NewSeptic understands that you may not be expert in the process of replacing an older septic system. Often you have to make decisions which will stick with you for years in the future. We take the sting out of the process by offering septic design tools and septic system estimate generation and bidding tools.

Home owners can expect the process for getting a new septic system to go something like this:

Regulators or Health Inspectors -- Find Your Local Health Department

New septic systems must be designed and planned according to law. All work related to septic system installations and repair must be inspected by law to ensure that the installation goes as planned.

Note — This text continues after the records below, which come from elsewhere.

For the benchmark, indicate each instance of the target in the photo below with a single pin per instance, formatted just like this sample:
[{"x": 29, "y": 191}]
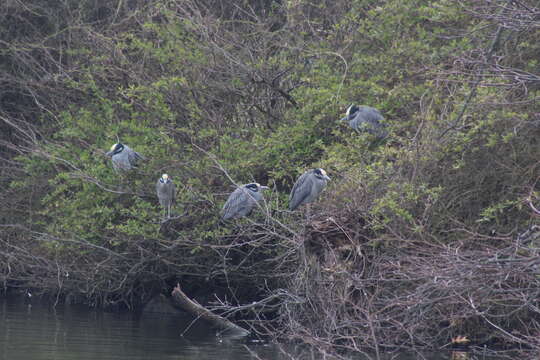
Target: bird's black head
[
  {"x": 253, "y": 187},
  {"x": 117, "y": 148},
  {"x": 352, "y": 109},
  {"x": 321, "y": 174},
  {"x": 164, "y": 179}
]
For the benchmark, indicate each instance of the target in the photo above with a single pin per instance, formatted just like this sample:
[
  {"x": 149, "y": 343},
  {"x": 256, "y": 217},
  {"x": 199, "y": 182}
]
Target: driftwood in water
[{"x": 180, "y": 299}]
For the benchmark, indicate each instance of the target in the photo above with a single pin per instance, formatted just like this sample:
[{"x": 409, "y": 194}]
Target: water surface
[{"x": 38, "y": 331}]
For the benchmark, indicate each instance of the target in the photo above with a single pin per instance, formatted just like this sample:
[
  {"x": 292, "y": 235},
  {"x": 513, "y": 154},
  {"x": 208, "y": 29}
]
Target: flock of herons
[{"x": 243, "y": 200}]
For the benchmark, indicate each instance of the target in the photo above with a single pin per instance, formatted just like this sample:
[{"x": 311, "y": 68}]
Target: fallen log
[{"x": 183, "y": 301}]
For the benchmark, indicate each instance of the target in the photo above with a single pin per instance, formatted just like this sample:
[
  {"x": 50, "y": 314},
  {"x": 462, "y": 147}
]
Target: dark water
[{"x": 38, "y": 331}]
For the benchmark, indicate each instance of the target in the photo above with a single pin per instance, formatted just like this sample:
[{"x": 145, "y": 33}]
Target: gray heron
[
  {"x": 366, "y": 119},
  {"x": 123, "y": 157},
  {"x": 166, "y": 192},
  {"x": 242, "y": 201},
  {"x": 308, "y": 187}
]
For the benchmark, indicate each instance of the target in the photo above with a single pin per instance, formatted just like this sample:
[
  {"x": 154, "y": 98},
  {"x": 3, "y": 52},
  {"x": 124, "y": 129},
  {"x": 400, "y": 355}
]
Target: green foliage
[{"x": 195, "y": 94}]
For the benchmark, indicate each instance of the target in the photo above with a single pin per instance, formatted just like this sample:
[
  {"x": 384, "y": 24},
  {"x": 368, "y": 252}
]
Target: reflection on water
[{"x": 37, "y": 331}]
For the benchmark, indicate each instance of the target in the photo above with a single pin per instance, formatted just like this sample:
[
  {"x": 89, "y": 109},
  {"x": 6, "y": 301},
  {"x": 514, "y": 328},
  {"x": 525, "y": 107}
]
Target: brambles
[{"x": 414, "y": 243}]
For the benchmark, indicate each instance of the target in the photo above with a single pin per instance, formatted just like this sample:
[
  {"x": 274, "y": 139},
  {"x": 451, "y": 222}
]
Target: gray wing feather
[
  {"x": 238, "y": 204},
  {"x": 166, "y": 192},
  {"x": 301, "y": 190},
  {"x": 134, "y": 157}
]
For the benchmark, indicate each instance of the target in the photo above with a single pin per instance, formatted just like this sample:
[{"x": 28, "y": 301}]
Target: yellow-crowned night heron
[
  {"x": 166, "y": 192},
  {"x": 366, "y": 119},
  {"x": 308, "y": 187},
  {"x": 242, "y": 201},
  {"x": 123, "y": 157}
]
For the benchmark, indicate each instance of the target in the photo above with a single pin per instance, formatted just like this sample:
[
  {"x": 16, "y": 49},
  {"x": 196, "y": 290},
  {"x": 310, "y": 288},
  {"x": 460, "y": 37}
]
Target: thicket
[{"x": 420, "y": 239}]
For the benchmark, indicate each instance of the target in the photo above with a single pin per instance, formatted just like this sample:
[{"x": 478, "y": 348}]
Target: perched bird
[
  {"x": 123, "y": 157},
  {"x": 366, "y": 118},
  {"x": 242, "y": 201},
  {"x": 166, "y": 192},
  {"x": 308, "y": 187}
]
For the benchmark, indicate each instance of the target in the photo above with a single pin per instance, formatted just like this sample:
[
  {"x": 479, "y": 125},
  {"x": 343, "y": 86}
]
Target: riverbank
[{"x": 423, "y": 239}]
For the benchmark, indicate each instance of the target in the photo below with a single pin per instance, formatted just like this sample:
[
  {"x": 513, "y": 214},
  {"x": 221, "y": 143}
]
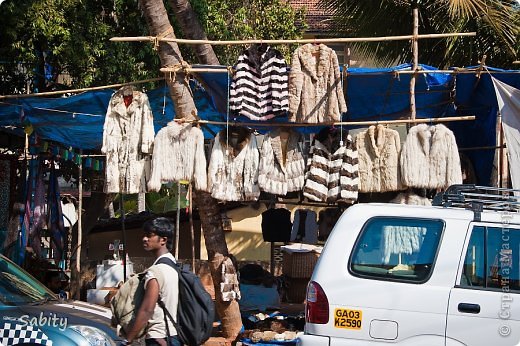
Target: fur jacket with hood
[
  {"x": 315, "y": 92},
  {"x": 332, "y": 174},
  {"x": 282, "y": 168},
  {"x": 233, "y": 166},
  {"x": 178, "y": 154},
  {"x": 430, "y": 158},
  {"x": 128, "y": 135},
  {"x": 259, "y": 87},
  {"x": 378, "y": 153}
]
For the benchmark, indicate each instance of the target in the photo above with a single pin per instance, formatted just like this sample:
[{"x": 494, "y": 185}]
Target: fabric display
[
  {"x": 315, "y": 91},
  {"x": 128, "y": 135},
  {"x": 276, "y": 225},
  {"x": 411, "y": 198},
  {"x": 401, "y": 240},
  {"x": 332, "y": 168},
  {"x": 233, "y": 166},
  {"x": 305, "y": 227},
  {"x": 282, "y": 166},
  {"x": 430, "y": 158},
  {"x": 229, "y": 286},
  {"x": 378, "y": 154},
  {"x": 178, "y": 155},
  {"x": 259, "y": 88}
]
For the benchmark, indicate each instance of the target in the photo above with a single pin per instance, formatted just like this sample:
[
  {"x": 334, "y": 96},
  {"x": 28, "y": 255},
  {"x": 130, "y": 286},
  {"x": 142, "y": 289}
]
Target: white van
[{"x": 415, "y": 275}]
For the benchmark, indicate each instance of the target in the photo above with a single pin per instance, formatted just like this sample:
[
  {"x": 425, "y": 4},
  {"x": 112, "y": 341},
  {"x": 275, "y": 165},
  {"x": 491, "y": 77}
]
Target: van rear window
[{"x": 398, "y": 249}]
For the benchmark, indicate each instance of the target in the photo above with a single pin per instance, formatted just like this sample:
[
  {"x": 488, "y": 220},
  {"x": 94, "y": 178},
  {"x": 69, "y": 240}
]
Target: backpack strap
[{"x": 171, "y": 263}]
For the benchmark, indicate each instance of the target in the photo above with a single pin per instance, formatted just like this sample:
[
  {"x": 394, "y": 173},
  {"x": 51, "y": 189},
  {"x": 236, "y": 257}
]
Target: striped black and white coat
[
  {"x": 332, "y": 168},
  {"x": 259, "y": 89}
]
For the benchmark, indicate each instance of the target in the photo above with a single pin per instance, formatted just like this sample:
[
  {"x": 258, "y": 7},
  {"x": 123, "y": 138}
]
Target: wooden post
[
  {"x": 80, "y": 224},
  {"x": 415, "y": 54}
]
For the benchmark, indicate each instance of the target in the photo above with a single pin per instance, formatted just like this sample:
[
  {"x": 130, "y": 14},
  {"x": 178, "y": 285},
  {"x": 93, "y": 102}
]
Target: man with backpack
[{"x": 161, "y": 286}]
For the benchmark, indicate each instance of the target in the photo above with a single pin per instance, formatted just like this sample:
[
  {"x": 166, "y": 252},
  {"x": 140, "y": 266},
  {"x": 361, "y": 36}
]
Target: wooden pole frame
[{"x": 300, "y": 41}]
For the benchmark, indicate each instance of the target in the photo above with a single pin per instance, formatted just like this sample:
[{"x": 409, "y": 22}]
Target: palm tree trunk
[
  {"x": 158, "y": 23},
  {"x": 193, "y": 30}
]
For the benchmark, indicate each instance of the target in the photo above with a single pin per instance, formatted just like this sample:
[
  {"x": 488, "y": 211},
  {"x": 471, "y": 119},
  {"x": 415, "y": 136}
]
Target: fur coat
[
  {"x": 233, "y": 167},
  {"x": 315, "y": 91},
  {"x": 378, "y": 153},
  {"x": 332, "y": 174},
  {"x": 430, "y": 158},
  {"x": 178, "y": 154},
  {"x": 281, "y": 169},
  {"x": 128, "y": 135},
  {"x": 259, "y": 87}
]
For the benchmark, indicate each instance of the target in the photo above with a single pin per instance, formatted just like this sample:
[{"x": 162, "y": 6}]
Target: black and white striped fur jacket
[
  {"x": 332, "y": 174},
  {"x": 259, "y": 89}
]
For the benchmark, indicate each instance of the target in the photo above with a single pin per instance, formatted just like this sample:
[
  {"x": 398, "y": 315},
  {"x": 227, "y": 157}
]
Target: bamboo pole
[
  {"x": 61, "y": 92},
  {"x": 415, "y": 54},
  {"x": 299, "y": 41},
  {"x": 80, "y": 224},
  {"x": 344, "y": 123}
]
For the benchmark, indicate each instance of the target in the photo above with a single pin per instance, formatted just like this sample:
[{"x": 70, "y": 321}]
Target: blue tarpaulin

Soil Evaluation and Soil Scientists -- Find a Soil Scientist Near You

Who would ever have thought you would need to contact a soil scientist when replacing or designing a septic system? Well, it turns out that most all modern septic systems include a soil based treatment component, which has been proven to be a cost effective method to distribute the water used on a residential lot back to the soil.

soil form
soil structures vary

Soil scientists classify the soil on your property by analyzing at least two locations in detail of each soil unique soil profile. The result of these soil tests are the generation of loading rates

Loading Rates

Loading rates are volumes of water or wastewater that can be applied to a soil over a certain amount of time. Loading rates are determined by a few factors which can raise or lower loading rates. The direct result of loading rates are seen in septic system soil absorption sizing.

A great analogy is having a sponge and a pitcher of water. You can only pour so much water on the sponge before the sponge becomes saturated and the water flows onto the floor. The soil is the same way in terms of applying wastewater from a septic system. The wastewater or effluent from the septic system can be applied only so much before you have a mess of wastewater seeping out of the ground and spilling onto a neighbors property. This is where loading rates are crucial. It is a determination on how big your sponge must be for the house being built.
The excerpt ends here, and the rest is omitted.